London, February 25: London’s Natural History Museum has displayed Sun Drop, a bright yellow diamond roughly the size of a woman’s thumb and weighing more than 110 carats.

One of the world’s biggest diamonds, Sun Drop is on loan to the museum from Cora International diamond manufacturers, the state-funded media reported.

“I’ve never seen a stone such as this,” said museum’s minerals curator Alan Hart.

“A one carat diamond is what most people are familiar with, and are really pleased to own.

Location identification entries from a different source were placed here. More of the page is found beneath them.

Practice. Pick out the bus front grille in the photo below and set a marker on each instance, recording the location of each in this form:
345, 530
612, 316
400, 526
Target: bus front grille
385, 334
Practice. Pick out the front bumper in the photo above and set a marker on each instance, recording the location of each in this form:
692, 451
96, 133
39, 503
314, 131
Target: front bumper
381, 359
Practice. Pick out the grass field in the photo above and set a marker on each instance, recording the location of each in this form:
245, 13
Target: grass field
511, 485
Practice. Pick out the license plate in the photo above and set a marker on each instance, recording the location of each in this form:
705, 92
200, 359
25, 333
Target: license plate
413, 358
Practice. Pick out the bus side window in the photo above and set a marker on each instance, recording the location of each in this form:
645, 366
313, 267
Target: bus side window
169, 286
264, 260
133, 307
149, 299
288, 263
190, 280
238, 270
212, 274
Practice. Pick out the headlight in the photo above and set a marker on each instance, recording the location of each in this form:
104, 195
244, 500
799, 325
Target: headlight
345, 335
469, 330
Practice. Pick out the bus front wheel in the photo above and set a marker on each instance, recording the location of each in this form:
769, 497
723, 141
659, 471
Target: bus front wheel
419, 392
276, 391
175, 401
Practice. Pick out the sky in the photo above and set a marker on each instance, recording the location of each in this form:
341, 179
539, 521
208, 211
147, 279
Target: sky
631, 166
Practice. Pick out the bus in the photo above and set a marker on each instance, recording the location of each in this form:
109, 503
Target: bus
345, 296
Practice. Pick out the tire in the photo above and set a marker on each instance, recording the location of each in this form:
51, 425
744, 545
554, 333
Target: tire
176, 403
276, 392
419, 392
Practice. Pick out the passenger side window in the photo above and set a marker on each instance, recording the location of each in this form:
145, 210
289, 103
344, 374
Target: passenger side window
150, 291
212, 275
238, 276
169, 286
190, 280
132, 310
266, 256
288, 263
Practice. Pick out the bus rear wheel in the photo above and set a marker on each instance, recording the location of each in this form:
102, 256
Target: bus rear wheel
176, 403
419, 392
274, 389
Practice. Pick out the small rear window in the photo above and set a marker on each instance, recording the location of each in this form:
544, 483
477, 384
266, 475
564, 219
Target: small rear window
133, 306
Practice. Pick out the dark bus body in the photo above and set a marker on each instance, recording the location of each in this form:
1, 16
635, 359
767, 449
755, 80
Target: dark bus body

You can see how exceptional this diamond is.”

According to the Cora International chief executive, Suzette Gomes, the cut of a diamond has a main role in disclosing its beauty.

“If the color is weaker you would cut a square… to keep the color and make it stronger,” she explained. “If your color is very strong, you would cut a pear shape.”

Most diamonds are small and colorless and the ones used in jewelry are typically less than five carats.

Color in diamonds is due to the presence of other substances or structural defects. Small amounts of boron, for instance, create a blue stone, while exposure to radiation during formation will result in a green tint.

Pink diamonds are the result of structural defects, while yellow ones are created due to traces of nitrogen in the carbon.

Strong colors, however, are unusual, and larger stones with high color levels are especially rare.

It takes about six months to find a rough diamond and present it as a polished, precious stone.

The stone should be closely analyzed, so that imperfections and inclusions do not cause it to shatter during the cutting process.

Nobody has come up with a possible price for Sun Drop.

Gomes said pricing stones was “not something we normally talk about,” and that “the value at the moment is undetermined”.